I see this argument a lot, people are really bad at extrapolating out into the future, but and maybe this is controversial, but I feel like most technologies don’t get _that_ much better as time goes on. I guess it’s like, people assume LLM’s are like the first CPU’s, where they doubled in speed every year, but maybe they’re more like the internet. A little more high fidelity but mostly just used to sell you shit and show you ads.
Like codebases or trees, organizations grow unevenly and end up overstaffed in places or under in others. AI is political cover to trim and prune a company to operate more lean without freaking everyone out.
No one is gonna fire ALL the devs. It’ll be a race: each company will have their devs managing more and more agents.
Every agentic coding agent incurs management overhead - yes, it’ll go down, but at the same rate for everyone.
More humans still means more capability.
To say nothing of the hard won knowledge in engineers’ heads; if we can’t get that out in the era of cheap and easy documentation (Notion etc) why would we be able to in the era of AI?
It's almost halfway through 2025 and AI can generate perfectly fine code from conversational language interactions.

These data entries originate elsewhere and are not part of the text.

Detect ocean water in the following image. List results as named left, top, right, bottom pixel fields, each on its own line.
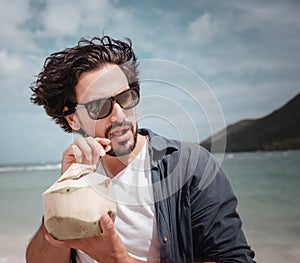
left=0, top=151, right=300, bottom=263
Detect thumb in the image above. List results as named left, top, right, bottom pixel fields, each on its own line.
left=100, top=213, right=115, bottom=235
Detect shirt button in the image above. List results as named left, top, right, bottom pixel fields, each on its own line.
left=163, top=236, right=168, bottom=243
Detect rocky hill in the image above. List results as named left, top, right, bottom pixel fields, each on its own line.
left=200, top=94, right=300, bottom=152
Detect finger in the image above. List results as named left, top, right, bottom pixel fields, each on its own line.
left=45, top=233, right=65, bottom=250
left=95, top=137, right=111, bottom=157
left=86, top=137, right=104, bottom=164
left=74, top=138, right=93, bottom=164
left=72, top=144, right=82, bottom=163
left=100, top=213, right=115, bottom=235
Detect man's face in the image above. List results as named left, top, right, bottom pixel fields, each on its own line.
left=75, top=64, right=137, bottom=156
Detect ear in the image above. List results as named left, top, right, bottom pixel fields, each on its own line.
left=63, top=106, right=81, bottom=131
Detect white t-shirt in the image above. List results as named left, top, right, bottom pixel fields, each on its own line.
left=77, top=140, right=160, bottom=263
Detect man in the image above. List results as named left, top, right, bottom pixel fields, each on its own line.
left=26, top=36, right=254, bottom=263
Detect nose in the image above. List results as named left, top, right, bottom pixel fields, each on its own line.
left=111, top=101, right=126, bottom=122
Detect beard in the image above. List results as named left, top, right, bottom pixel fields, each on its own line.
left=105, top=122, right=138, bottom=157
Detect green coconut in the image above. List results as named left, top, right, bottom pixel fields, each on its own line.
left=42, top=164, right=116, bottom=240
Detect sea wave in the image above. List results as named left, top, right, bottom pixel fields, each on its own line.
left=0, top=163, right=61, bottom=173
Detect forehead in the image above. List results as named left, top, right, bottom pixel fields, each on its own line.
left=75, top=64, right=128, bottom=103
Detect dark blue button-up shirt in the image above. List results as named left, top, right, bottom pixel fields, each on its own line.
left=71, top=129, right=255, bottom=263
left=140, top=130, right=254, bottom=263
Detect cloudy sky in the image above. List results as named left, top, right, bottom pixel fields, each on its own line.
left=0, top=0, right=300, bottom=163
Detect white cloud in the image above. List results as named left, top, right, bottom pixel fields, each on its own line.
left=0, top=0, right=37, bottom=52
left=188, top=13, right=221, bottom=45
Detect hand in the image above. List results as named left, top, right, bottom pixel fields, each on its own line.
left=45, top=214, right=132, bottom=263
left=62, top=137, right=111, bottom=173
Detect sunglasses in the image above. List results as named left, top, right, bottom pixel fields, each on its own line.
left=63, top=88, right=140, bottom=120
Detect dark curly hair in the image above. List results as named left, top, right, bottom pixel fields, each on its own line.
left=30, top=36, right=139, bottom=132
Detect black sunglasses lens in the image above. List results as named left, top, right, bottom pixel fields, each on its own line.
left=116, top=89, right=139, bottom=109
left=86, top=89, right=140, bottom=120
left=87, top=99, right=112, bottom=120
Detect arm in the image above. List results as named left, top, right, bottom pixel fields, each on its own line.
left=46, top=214, right=156, bottom=263
left=26, top=223, right=70, bottom=263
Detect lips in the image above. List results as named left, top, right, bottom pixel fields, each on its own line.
left=110, top=127, right=129, bottom=139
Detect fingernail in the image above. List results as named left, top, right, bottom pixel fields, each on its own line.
left=86, top=154, right=93, bottom=162
left=102, top=214, right=110, bottom=223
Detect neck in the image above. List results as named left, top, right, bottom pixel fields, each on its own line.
left=102, top=134, right=146, bottom=177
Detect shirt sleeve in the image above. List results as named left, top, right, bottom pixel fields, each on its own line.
left=191, top=152, right=255, bottom=263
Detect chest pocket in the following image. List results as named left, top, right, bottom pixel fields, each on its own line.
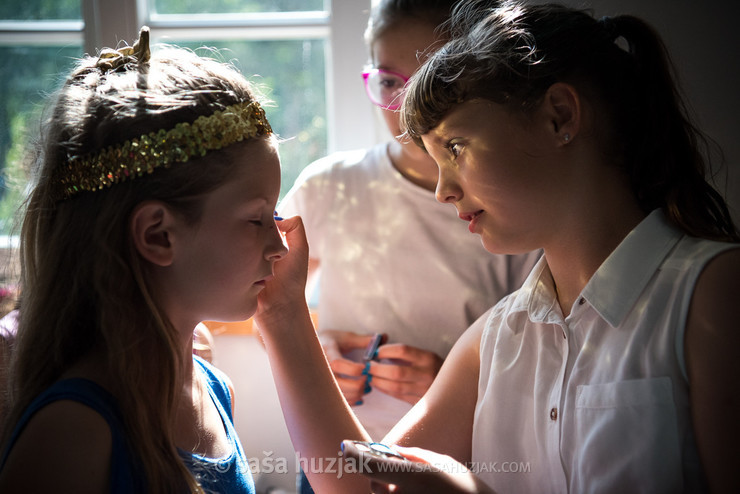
left=570, top=377, right=682, bottom=493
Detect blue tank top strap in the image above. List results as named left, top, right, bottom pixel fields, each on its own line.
left=193, top=355, right=234, bottom=422
left=180, top=356, right=256, bottom=494
left=0, top=378, right=145, bottom=494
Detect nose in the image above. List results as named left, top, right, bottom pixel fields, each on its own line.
left=265, top=227, right=289, bottom=261
left=434, top=166, right=462, bottom=203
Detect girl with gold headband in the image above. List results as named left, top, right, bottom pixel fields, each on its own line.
left=0, top=28, right=290, bottom=493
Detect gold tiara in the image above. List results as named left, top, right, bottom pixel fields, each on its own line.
left=55, top=101, right=272, bottom=199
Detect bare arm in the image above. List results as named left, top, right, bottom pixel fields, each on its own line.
left=255, top=217, right=370, bottom=494
left=685, top=249, right=740, bottom=492
left=383, top=313, right=488, bottom=463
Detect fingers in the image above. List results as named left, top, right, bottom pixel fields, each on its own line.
left=370, top=344, right=443, bottom=404
left=335, top=375, right=365, bottom=405
left=378, top=343, right=442, bottom=370
left=319, top=329, right=373, bottom=353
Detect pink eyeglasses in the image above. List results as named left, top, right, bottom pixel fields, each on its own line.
left=362, top=69, right=409, bottom=110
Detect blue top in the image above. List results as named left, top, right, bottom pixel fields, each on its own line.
left=180, top=356, right=255, bottom=494
left=0, top=356, right=255, bottom=494
left=0, top=378, right=146, bottom=494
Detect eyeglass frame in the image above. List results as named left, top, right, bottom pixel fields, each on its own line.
left=362, top=68, right=411, bottom=110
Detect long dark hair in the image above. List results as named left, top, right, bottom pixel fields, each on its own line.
left=402, top=0, right=740, bottom=241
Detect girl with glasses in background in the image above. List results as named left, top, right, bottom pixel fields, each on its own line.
left=278, top=0, right=537, bottom=490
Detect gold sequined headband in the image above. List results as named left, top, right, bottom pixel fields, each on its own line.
left=56, top=101, right=272, bottom=199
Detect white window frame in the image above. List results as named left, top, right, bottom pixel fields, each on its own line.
left=0, top=0, right=378, bottom=151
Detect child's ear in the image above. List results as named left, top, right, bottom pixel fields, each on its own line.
left=545, top=82, right=582, bottom=145
left=130, top=201, right=175, bottom=266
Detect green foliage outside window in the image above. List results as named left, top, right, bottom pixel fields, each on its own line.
left=0, top=46, right=82, bottom=235
left=172, top=40, right=327, bottom=197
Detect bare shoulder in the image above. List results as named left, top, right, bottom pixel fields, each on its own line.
left=686, top=246, right=740, bottom=339
left=685, top=249, right=740, bottom=492
left=0, top=400, right=112, bottom=493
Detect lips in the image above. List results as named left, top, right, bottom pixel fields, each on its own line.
left=458, top=209, right=483, bottom=233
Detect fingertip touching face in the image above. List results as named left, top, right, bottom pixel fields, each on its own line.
left=172, top=138, right=288, bottom=322
left=422, top=99, right=557, bottom=254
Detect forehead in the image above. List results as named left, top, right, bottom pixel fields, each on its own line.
left=221, top=137, right=280, bottom=195
left=370, top=19, right=438, bottom=70
left=421, top=99, right=502, bottom=146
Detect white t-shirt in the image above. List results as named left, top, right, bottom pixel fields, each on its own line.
left=278, top=144, right=539, bottom=439
left=472, top=210, right=740, bottom=494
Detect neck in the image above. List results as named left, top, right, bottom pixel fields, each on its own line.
left=388, top=140, right=438, bottom=191
left=544, top=170, right=645, bottom=316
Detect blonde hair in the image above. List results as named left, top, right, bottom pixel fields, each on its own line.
left=4, top=40, right=268, bottom=492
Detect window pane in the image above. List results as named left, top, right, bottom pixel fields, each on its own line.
left=167, top=40, right=327, bottom=197
left=151, top=0, right=326, bottom=14
left=0, top=0, right=82, bottom=21
left=0, top=45, right=82, bottom=235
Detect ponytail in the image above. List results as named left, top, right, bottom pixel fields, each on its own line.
left=401, top=0, right=740, bottom=241
left=599, top=15, right=740, bottom=241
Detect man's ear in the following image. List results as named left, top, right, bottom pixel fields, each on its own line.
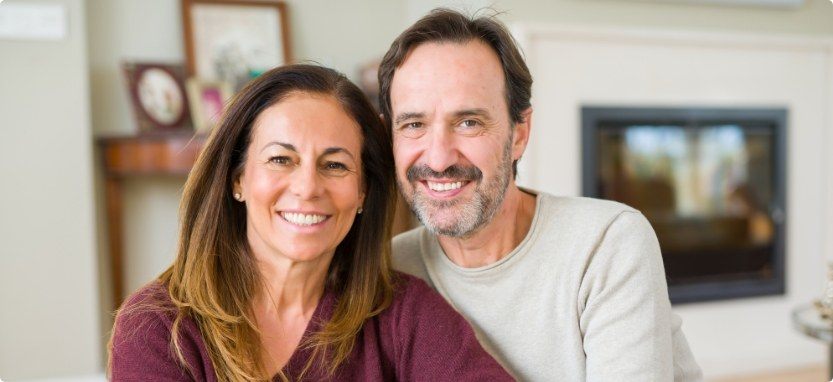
left=512, top=107, right=532, bottom=161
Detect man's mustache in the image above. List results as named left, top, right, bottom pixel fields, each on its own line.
left=405, top=164, right=483, bottom=183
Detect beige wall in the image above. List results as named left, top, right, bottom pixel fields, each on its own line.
left=0, top=0, right=101, bottom=380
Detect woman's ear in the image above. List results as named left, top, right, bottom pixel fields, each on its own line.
left=231, top=171, right=246, bottom=202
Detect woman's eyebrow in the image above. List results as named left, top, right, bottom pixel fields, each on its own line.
left=321, top=147, right=356, bottom=160
left=260, top=141, right=298, bottom=153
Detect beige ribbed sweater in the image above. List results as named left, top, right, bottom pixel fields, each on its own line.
left=393, top=192, right=702, bottom=382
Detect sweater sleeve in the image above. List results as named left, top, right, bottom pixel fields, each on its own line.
left=109, top=290, right=212, bottom=382
left=577, top=212, right=674, bottom=381
left=390, top=276, right=513, bottom=382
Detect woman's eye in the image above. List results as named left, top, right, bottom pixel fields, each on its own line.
left=460, top=119, right=479, bottom=127
left=324, top=162, right=347, bottom=171
left=269, top=156, right=292, bottom=166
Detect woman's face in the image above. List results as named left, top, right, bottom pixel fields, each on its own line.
left=234, top=93, right=364, bottom=261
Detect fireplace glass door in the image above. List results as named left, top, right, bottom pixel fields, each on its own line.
left=582, top=107, right=786, bottom=303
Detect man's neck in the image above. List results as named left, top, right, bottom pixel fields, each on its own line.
left=437, top=183, right=535, bottom=268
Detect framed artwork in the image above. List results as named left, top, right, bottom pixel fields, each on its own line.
left=182, top=0, right=291, bottom=92
left=187, top=77, right=232, bottom=133
left=122, top=62, right=191, bottom=133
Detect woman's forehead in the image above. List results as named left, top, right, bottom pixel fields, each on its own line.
left=252, top=93, right=362, bottom=151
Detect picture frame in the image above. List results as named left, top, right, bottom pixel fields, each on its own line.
left=122, top=61, right=191, bottom=133
left=186, top=77, right=233, bottom=133
left=181, top=0, right=292, bottom=92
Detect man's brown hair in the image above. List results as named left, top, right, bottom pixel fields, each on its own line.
left=379, top=8, right=532, bottom=173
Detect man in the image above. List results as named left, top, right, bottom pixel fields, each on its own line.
left=379, top=9, right=702, bottom=381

The interactions are where it's at - prompting obviously - but also feedback and clarification after breaking.
I went through the process of trying to figure out what a coding agent that coded for someone who didn't code look like when it first got going and created this: https://github.com/kordless/evolvemcp
It's less than perfect, but works well. I've used it to "auto code" several MCP servers/tools (honestly the MCP language is super confusing) and I can see where an MCP proxy with a search engine attached to it will be super handy later (and if you understand that and build such a thing, you're welcome for the idea if you hadn't had it already).